1359’da Kıbrıs kralı olan I. Pierre yüreği Haçlı ateşiyle yanan bir kişiydi. İlk savaşlarını, Ermeniler’den Korykos Kalesi’ni satın almak suretiyle ayak bastığı Anadolu’da Türkler’e karşı yaptı. 1362’de, yeni bir Haçlı seferini gerçekleştirmek amacıyla Batı ülkelerini dolaşmaya başladı. Rodos, Venedik, Cenova’dan sonra Fransa’da papa ve Kral II. Jean ile görüştü. Kral Haçlı seferi konusunda iş birliği vaad etti ve birçok asilzadesiyle birlikte Haçlı yemini etti. Papa da kutsal savaş çağrısında bulundu. Daha sonra Pierre İngiltere ve Almanya’ya giderek her taraftan Haçlı seferi için vaadler aldı. 1365’te Doğu’ya dönerken Venedik’te güçlü bir Haçlı ordusu toplanmış bulunuyordu. Ordu önce Rodos’a geldi ve orada gizli tutulan hedefin İskenderiye olduğu açıklandı. 156 gemiden oluşan donanma 9 Ekim’de İskenderiye önlerine geldi. Şehir halkı ve garnizon gafil avlanmıştı. Ertesi gün Haçlılar’ın karaya çıkmasına engel olmaya çalışan garnizon kahramanca savaştıysa da başarı sağlayamayıp surların gerisine çekildi. Haçlılar surlara saldırdılar ve çok az sayıda askerin savunduğu doğu surlarını aşıp İskenderiye’ye girdiler.
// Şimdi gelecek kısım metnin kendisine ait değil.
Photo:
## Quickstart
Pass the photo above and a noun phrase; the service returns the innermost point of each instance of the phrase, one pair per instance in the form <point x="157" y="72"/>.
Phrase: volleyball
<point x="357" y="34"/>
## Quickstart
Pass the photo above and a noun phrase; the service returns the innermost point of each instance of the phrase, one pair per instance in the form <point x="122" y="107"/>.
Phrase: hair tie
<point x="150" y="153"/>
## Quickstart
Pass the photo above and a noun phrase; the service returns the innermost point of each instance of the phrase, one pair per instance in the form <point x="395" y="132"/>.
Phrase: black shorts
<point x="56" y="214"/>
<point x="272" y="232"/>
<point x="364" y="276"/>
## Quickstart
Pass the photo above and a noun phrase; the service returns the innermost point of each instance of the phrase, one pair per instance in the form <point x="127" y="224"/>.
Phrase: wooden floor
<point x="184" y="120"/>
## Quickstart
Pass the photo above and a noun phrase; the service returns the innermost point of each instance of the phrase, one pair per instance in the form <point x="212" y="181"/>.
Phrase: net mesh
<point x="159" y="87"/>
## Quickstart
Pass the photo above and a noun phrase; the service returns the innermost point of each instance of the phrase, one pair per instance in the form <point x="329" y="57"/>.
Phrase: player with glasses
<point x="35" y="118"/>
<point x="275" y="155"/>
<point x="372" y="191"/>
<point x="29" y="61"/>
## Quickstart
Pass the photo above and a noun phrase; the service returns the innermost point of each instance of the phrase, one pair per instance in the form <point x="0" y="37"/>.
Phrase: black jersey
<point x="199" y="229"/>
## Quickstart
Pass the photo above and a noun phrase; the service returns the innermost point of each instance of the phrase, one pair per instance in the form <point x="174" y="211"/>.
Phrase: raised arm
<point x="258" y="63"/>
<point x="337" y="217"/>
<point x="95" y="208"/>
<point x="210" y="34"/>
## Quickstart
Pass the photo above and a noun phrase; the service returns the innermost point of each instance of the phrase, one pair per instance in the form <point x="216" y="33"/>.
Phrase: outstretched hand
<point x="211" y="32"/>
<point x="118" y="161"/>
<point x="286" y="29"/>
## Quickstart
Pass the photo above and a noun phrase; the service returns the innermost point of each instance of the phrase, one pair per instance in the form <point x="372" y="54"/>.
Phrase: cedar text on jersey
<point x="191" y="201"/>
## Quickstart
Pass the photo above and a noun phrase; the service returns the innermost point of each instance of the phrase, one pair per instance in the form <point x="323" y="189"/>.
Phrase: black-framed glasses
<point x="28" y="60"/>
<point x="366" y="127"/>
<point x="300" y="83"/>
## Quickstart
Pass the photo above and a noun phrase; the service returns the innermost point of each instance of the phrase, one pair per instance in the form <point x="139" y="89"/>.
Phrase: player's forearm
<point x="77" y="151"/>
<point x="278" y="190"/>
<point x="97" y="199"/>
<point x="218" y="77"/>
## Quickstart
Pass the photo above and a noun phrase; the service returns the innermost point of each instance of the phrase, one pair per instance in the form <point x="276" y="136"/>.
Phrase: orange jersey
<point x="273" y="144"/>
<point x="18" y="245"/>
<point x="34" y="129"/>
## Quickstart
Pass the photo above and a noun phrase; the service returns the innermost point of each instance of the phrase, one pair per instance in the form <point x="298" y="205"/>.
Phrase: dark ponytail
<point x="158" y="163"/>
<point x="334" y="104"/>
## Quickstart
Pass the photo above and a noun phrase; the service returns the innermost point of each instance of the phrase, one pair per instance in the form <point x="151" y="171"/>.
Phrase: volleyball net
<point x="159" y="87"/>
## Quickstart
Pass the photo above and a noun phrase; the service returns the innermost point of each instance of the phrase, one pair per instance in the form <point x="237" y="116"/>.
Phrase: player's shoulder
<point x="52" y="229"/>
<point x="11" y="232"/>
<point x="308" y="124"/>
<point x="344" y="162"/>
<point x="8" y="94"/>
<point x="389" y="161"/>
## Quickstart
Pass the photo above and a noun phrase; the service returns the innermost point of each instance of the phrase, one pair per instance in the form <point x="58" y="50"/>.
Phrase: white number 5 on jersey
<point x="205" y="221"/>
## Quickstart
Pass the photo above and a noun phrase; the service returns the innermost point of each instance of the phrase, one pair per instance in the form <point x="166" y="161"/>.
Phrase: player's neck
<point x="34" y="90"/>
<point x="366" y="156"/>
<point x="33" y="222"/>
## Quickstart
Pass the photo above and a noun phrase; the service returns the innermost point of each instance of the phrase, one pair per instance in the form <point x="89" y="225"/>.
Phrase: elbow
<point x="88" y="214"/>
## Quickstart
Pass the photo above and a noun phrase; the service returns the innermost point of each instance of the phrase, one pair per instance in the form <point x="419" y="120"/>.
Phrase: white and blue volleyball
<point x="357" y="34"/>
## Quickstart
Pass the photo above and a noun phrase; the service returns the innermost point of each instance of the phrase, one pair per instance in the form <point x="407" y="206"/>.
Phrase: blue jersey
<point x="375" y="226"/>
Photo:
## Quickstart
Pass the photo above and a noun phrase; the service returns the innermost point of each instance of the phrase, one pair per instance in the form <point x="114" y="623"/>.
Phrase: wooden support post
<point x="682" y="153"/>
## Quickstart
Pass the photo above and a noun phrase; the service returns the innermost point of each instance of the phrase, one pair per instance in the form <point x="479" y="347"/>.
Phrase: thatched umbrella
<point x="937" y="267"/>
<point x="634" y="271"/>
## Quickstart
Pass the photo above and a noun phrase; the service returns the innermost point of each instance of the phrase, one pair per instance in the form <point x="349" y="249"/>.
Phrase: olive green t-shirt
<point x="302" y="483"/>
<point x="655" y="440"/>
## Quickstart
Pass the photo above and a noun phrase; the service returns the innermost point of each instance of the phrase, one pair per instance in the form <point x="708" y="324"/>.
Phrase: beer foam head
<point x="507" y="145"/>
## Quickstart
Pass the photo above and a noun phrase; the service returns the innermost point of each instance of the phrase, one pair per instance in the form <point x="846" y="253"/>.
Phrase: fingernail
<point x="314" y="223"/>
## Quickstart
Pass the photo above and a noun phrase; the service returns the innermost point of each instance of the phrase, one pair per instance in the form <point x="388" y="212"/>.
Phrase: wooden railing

11 Ekim günü bütün şehir Haçlılar’ın eline geçmiş bulunuyordu. Haçlılar zaferlerini görülmemiş bir vahşet ve zulümle kutladılar. 250 yıllık kutsal savaş Haçlılar’a insanlığın ne olduğunu öğretememişti. Haçlılar şehrin zenginliği karşısında çılgına döndüler. Müslümanların yanı sıra yerli hıristiyanlar ve yahudiler de onların vahşetinin kurbanı oldular. Camiler, türbeler yağmalandı; halk kılıçtan geçirildi. Müslüman, hıristiyan ve yahudi 5000’in üstünde insan esir alındı. Bütün eşyalar limandaki gemilere taşındı. Haçlılar, ele geçirdikleri muazzam ganimetle yurtlarına geri dönmekten başka bir şey düşünmüyorlardı. Öte yandan Kahire’den yola çıkan Memlük ordusu şehre yaklaşmaktaydı. Haçlılar 16 Ekim’de gemilerine binip önce Kıbrıs’a gittiler, oradan da ülkelerine döndüler. İskenderiye’nin yağmalandığı haberi başta papa olmak üzere Avrupa’da pek çok kişiyi sevindirmişti. Ancak kısa sürede bütün Avrupa bu seferin sonuçlarından etkilendi. Akdeniz ticareti durdu ve Doğu’dan mal gelmez oldu. Bu arada Kral Pierre yeniden bir sefer düzenlemek istediyse de artık Avrupa’dan yardım beklemek boşuna idi.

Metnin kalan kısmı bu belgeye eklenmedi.